Dois autores da revisão, trabalhando de forma independente, avaliaram a qualidade e extraíram os dados dos estudos incluídos. Quando houve qualquer discordância, um terceiro autor foi consultado. Seguimos os procedimentos metodológicos recomendados pela Cochrane, incluindo a avaliação do risco de viés de todos os estudos incluídos. Nossos desfechos primários foram: síndrome de aspiração de mecônio, mortalidade neonatal por todas as causas e incidência de encefalopatia hipóxico-isquêmica. Os desfechos secundários incluíram: necessidade de ventilação mecânica, incidência de extravasamentos de ar pulmonar, sepse com cultura positiva e hipertensão pulmonar persistente. Avaliamos a certeza (qualidade) das evidências usando a abordagem GRADE.
Incluímos quatro estudos, com um total de 581 neonatos, na revisão. Todos os quatro estudos foram realizados em hospitais de assistência terciária na Índia. Três dos quatro estudos incluíram neonatos a termo (37 semanas de gestação) ou pós-termo.
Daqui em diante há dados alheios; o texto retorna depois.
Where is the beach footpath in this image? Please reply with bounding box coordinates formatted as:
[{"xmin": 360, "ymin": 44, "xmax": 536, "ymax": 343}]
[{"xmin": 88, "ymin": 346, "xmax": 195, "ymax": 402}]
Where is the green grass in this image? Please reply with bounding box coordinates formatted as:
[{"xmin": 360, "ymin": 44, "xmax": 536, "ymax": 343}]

Um estudo incluiu neonatos nascidos com 34 semanas de gestação ou mais. Devido à natureza da intervenção, não foi possível cegar o profissional de saúde que conduziu a intervenção.
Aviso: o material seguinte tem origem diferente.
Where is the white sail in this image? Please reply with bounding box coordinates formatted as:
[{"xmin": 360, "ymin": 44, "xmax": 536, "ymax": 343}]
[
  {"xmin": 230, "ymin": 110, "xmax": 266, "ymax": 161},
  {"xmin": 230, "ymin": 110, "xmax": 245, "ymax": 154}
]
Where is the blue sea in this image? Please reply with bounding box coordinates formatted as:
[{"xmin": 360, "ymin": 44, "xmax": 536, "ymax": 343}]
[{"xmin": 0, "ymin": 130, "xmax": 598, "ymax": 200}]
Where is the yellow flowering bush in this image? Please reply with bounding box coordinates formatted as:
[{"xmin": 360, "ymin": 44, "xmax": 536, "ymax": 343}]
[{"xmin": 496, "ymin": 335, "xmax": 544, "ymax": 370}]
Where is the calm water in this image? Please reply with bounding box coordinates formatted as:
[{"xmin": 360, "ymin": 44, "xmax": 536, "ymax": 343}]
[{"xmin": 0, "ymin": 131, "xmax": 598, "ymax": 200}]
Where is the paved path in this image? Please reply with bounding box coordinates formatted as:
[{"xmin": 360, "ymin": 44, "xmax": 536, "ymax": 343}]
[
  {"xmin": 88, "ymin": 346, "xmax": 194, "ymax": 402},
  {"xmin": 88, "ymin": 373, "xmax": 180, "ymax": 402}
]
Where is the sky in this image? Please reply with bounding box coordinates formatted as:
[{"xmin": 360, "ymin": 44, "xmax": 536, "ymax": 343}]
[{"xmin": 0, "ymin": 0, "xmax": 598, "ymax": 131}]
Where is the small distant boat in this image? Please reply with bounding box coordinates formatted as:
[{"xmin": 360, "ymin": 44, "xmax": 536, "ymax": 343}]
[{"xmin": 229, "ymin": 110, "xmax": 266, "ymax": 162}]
Aspiração traqueal comparada à não aspiração em neonatos não vigorosos nascidos com o líquido amniótico manchado de mecônio
Em bebês não vigorosos, não foram observadas diferenças entre realizar ou não a aspiração traqueal com relação ao risco de desenvolver síndrome de aspiração de mecônio (RR 1,00, IC 95% 0,80 a 1,25; DR 0,00, IC 95% -0,07 a 0,08; 4 estudos, 581 neonatos) ou com relação à mortalidade neonatal por todas as causas (RR 1,24, IC 95% 0,76 a 2,02; DR 0,02, IC 95% -0,03 a 0,07; 4 estudos, 575 neonatos). Também não foram relatadas diferenças no risco de desenvolver encefalopatia hipóxico-isquêmica de qualquer gravidade (RR 1,05, IC 95% 0,68 a 1,63; 1 estudo, 175 neonatos) ou encefalopatia hipóxico-isquêmica moderada a grave (RR 0,68, IC 95% 0,43 a 1,09; 1 estudo, 152 neonatos). Também temos dúvidas quanto aos efeitos da aspiração traqueal nos outros desfechos, como a necessidade de ventilação mecânica (RR 0,99, IC 95% 0,68 a 1,44; DR 0,00, IC 95% -0,06 a 0,06; 4 estudos, 581 neonatos), extravasamentos de ar pulmonar (RR 1,22, IC 95% 0,38 a 3,93; DR 0,00, IC 95% -0.02 a 0,03; 3 estudos, 449 neonatos), hipertensão pulmonar persistente (RR 1,29, IC 95% 0,60 a 2,77; DR 0,02, IC 95% -0,03 a 0,06; 3 estudos, 406 neonatos) e sepse com cultura positiva (RR 1,32, IC 95% 0,48 a 3,57; DR 0,01, IC 95% -0,03 a 0,05; 3 estudos, 406 neonatos). Todos os desfechos relatados foram julgados como fornecendo evidências de muito baixa certeza.